Find records which are within the depth range of other records

  • Hi,

    Many Thanks for your help in advance, this one has my stumped. I would like to concatenate the text fields of x numbers of rows if the rows depths overlap one anothers.

    Example table:

    CREATE TABLE [dbo].[TEMP1](

    [well_id] [int] NOT NULL,

    [Top1] [real] NOT NULL,

    [BASE1] [real] not NULL,

    [comment] [nvarchar] (50) not null

    ) ON [PRIMARY]

    GO

    INSERT [dbo].[TEMP1] ([well_id], [Top1], [BASE1],[comment]) VALUES (5443, 2665, 2710, 'A')

    INSERT [dbo].[TEMP1] ([well_id], [Top1], [BASE1],[comment]) VALUES (5732, 10, 20, 'A')

    INSERT [dbo].[TEMP1] ([well_id], [Top1], [BASE1],[comment]) VALUES (5732, 15, 25, 'b')

    INSERT [dbo].[TEMP1] ([well_id], [Top1], [BASE1],[comment]) VALUES (5732, 0, 0, 'A')

    INSERT [dbo].[TEMP1] ([well_id], [Top1], [BASE1],[comment]) VALUES (6679, 34.66, 44.45, 'A')

    INSERT [dbo].[TEMP1] ([well_id], [Top1], [BASE1],[comment]) VALUES (6679, 44.25, 54.25, 'Ac')

    INSERT [dbo].[TEMP1] ([well_id], [Top1], [BASE1],[comment]) VALUES (6679, 54.25, 67.31, 'A')

    INSERT [dbo].[TEMP1] ([well_id], [Top1], [BASE1],[comment]) VALUES (6679, 93.44, 106.5, 'A')

    INSERT [dbo].[TEMP1] ([well_id], [Top1], [BASE1],[comment]) VALUES (7201, 1833, 2100, 'A')

    INSERT [dbo].[TEMP1] ([well_id], [Top1], [BASE1],[comment]) VALUES (7201, 2100, 2305, 'A')

    INSERT [dbo].[TEMP1] ([well_id], [Top1], [BASE1],[comment]) VALUES (7201, 2305, 2855, 'A')

    I would like to find all the wells with the same id, that have overlapping top and base depths, e.g. row 2; 10 -20 overlaps with row 3; 15-25 in this case I would like to merge the comments from those two rows into a new record with the maximum range of those two rows populated (e.g. 5732,10,25, Ab). Any rows from the same well that do not overlap can simply be put into the new table.

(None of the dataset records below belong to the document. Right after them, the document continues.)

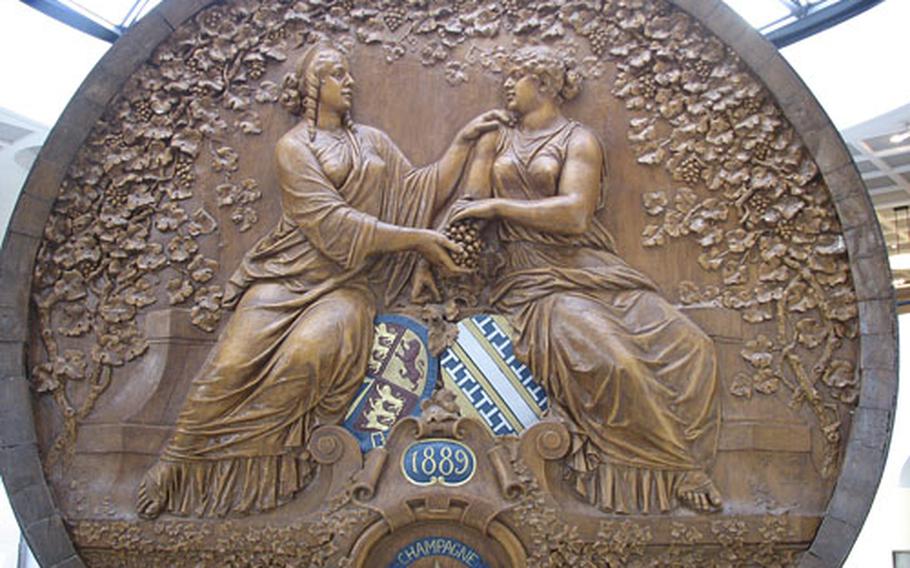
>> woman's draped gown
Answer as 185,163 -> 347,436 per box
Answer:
142,125 -> 437,516
492,122 -> 718,513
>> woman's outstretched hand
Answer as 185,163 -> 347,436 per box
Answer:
458,109 -> 515,143
449,198 -> 499,223
414,229 -> 471,275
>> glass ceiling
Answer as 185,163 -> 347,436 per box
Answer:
21,0 -> 882,47
60,0 -> 161,29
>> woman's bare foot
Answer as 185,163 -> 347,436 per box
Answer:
676,471 -> 723,513
136,463 -> 164,520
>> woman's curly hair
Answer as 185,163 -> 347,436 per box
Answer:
281,43 -> 353,140
509,45 -> 582,102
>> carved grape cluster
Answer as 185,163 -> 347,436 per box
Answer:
444,219 -> 483,270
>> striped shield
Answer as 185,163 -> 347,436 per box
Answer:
439,314 -> 548,436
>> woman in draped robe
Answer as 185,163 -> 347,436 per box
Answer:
451,47 -> 721,513
137,46 -> 505,518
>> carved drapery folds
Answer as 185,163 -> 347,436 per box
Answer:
29,0 -> 872,566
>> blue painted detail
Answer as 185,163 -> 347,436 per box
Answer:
471,314 -> 549,411
401,439 -> 477,487
342,314 -> 439,453
439,349 -> 517,436
388,536 -> 489,568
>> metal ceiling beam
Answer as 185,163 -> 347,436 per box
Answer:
765,0 -> 884,49
20,0 -> 123,43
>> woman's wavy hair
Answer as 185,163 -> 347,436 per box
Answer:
509,45 -> 582,102
281,43 -> 353,140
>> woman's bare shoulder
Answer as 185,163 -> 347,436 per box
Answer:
569,123 -> 603,159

    Can anyone give me some clues as to how I should go about doing this.

    Many Thanks,

    Oliver

  • Not very efficient, but should give the correct results

    SELECT s1.well_id,

    s1.Top1,

    MIN(t1.BASE1) AS BASE1,

    (SELECT DISTINCT c.comment AS "text()"

    FROM TEMP1 c

    WHERE c.well_id = s1.well_id

    AND c.Top1 BETWEEN s1.Top1 AND MIN(t1.BASE1)

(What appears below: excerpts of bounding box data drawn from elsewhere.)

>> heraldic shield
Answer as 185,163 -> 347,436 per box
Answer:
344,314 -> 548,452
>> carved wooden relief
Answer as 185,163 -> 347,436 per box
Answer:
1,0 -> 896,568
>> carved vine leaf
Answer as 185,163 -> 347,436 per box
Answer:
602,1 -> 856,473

    AND c.BASE1 BETWEEN s1.Top1 AND MIN(t1.BASE1)

    ORDER BY c.comment

    FOR XML PATH(''),TYPE).value('.','VARCHAR(100)') AS comments

    FROM TEMP1 s1

    INNER JOIN TEMP1 t1 ON t1.well_id=s1.well_id

    AND s1.Top1 <= t1.BASE1

    AND NOT EXISTS(SELECT * FROM TEMP1 t2

    WHERE t2.well_id=t1.well_id

    AND t1.BASE1 >= t2.Top1 AND t1.BASE1 < t2.BASE1)

    WHERE NOT EXISTS(SELECT * FROM TEMP1 s2

    WHERE s2.well_id=s1.well_id

    AND s1.Top1 > s2.Top1 AND s1.Top1 <= s2.BASE1)

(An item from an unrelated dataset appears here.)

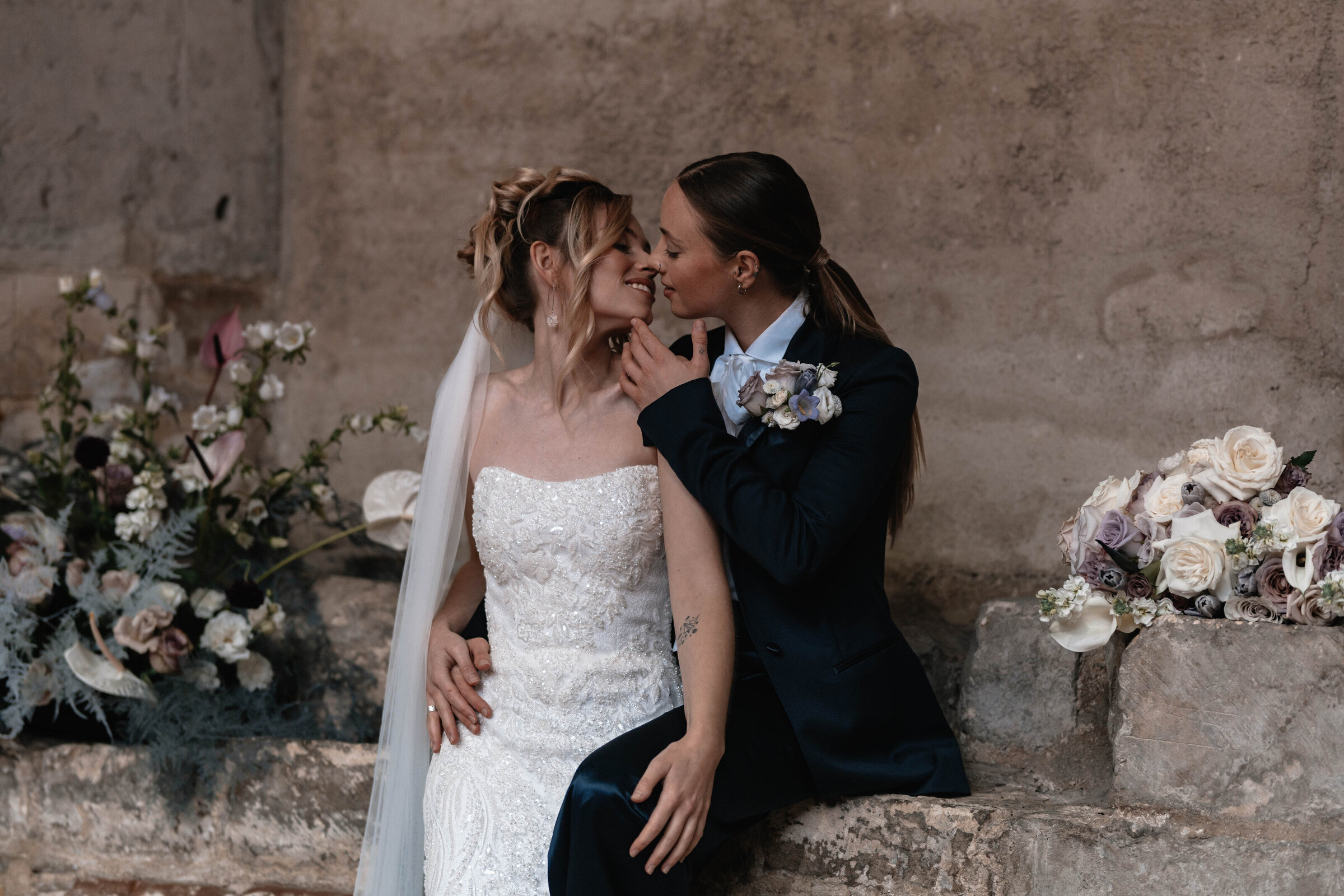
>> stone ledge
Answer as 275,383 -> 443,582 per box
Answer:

    GROUP BY s1.well_id,s1.Top1

    ORDER BY s1.well_id,s1.Top1;

    ____________________________________________________

    Deja View - The strange feeling that somewhere, sometime you've optimised this query before

    How to get the best help on a forum

    http://www.sqlservercentral.com/articles/Best+Practices/61537
  • wow, is amazing. thank you so much.

    I will now try and understand what you have done here. I dont really understand how you are comparing more than one row at a time, bulk will break it down and see how I get on.

    Many Thanks for your help,

    Oliver

  • This yields slightly different results to Mark's solution - I'm assuming that you want the comments from the middlemen in a group:

    -- identify rows with/without overlaps

    ;WITH SplitData AS (

    SELECT a.*,

    Parent = CASE WHEN EXISTS (

    SELECT 1

    FROM TEMP1 b

    WHERE b.well_id = a.well_id

    AND (b.Top1 BETWEEN a.Top1 AND a.Base1 OR b.Base1 BETWEEN a.Top1 AND a.Base1)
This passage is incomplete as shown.